UFCW racketeers usurp MLK Day service

Their yellow shirts filled the first few rows inside First Baptist Church on Moore Street. Those who couldn’t understand English heard the service translated through headphones.

Some raised their hands in praise when a preacher’s words moved them. Some raised their voices in song when the choir’s melody touched them. Some sat silent and simply listened.

The service on Monday honored the Rev. Martin Luther King Jr. It honored Cesar Chavez. But it also honored the people in the yellow shirts: the Smithfield Packing Co. employees and the people who have been working to increase their rights.

And it celebrated a minor victory in that fight for workers’ rights: For the first time, Martin Luther King Jr. Day was a paid holiday for employees of the Smithfield Packing Co. plant in Tar Heel.

About halfway through the 2-hour service, four Smithfield workers climbed behind the pulpit. One by one, they told stories of the problems faced by workers at the Tar Heel plant:

* Fingers lost to the plant’s cutting machines.
* Hours worked but never compensated for.
* Intense killing schedules that lead to accidents.

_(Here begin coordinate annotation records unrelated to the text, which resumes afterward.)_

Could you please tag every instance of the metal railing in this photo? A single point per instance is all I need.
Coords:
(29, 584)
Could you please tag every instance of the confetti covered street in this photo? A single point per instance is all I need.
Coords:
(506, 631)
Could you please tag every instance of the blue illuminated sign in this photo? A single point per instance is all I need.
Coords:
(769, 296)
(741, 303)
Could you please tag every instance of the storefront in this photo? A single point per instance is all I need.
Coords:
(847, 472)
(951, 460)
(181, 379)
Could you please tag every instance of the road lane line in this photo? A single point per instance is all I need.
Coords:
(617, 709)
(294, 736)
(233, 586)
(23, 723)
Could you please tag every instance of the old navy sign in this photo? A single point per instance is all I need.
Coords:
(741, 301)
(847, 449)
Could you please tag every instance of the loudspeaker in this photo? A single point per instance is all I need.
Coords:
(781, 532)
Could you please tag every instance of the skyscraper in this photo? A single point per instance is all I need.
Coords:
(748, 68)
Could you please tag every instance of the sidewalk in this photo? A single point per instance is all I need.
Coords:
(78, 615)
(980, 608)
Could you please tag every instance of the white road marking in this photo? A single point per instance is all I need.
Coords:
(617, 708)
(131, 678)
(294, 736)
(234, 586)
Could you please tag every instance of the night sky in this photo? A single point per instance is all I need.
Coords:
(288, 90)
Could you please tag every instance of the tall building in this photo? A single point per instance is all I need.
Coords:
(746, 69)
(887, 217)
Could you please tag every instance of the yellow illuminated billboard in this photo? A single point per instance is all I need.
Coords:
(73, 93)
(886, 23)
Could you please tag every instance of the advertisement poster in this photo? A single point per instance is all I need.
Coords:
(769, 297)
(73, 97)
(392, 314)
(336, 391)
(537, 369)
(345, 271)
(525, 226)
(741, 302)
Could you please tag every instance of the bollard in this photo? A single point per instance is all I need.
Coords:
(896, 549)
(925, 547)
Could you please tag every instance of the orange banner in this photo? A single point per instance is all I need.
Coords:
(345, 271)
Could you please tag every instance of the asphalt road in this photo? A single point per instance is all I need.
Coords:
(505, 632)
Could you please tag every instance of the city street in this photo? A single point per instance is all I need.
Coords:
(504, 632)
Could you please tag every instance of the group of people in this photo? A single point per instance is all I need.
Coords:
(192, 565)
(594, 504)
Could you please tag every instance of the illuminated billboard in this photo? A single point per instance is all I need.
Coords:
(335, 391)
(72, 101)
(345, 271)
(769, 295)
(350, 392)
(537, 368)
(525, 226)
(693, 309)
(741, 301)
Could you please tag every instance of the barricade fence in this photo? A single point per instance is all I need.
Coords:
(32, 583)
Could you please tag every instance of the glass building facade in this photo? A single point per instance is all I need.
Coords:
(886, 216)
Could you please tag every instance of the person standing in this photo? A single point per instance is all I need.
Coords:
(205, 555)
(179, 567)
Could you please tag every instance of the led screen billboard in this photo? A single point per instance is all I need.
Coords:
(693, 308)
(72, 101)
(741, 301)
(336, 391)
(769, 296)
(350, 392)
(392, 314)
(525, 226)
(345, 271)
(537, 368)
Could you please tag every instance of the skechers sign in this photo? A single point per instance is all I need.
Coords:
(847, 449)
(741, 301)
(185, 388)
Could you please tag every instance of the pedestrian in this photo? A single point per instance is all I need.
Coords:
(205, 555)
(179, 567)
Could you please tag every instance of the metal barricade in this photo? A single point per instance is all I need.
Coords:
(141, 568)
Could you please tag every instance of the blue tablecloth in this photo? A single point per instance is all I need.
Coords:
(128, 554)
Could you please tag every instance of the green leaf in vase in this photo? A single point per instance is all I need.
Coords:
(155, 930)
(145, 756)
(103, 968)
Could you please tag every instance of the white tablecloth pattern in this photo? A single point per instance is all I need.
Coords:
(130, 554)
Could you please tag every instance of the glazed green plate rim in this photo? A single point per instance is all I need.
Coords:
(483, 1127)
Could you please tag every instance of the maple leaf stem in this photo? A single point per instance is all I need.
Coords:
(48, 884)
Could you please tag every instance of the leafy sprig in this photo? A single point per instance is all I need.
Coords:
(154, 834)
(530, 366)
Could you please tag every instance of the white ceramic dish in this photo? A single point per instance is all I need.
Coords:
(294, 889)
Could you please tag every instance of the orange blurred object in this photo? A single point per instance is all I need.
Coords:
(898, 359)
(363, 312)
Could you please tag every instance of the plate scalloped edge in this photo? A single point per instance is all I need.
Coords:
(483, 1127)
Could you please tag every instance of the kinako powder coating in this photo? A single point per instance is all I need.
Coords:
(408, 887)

The United Food and Commercial Workers International Union has, since 1992, tried to unionize the workers at the Tar Heel plant without success.

Gene Bruskin, director of UFCW’s national Smithfield campaign, said that without a union, workers have no way to voice those problems.

“They are injured every day, they face disrespect from their supervisors, sexual harassment,” he said. And while this year, Monday was a holiday, “next year, they could say, ‘We’re busy, we’re going to take it back.’”

King fought for workers’ rights, and Chavez co-founded the United Farm Workers, which fought for benefits and fair pay for farm workers.

Organizers hoped the service on Monday would inspire the workers.

And in fiery sermons delivered by clergy from a range of religions, it did.

The Rev. Maria Palmer, a pastor who founded a Spanish-speaking church in Orange County, looked around the church and said King and Chavez would have been proud to see “black and brown and white people committed to struggling together for justice.”

She admonished the people in the church to stand up for immigrants.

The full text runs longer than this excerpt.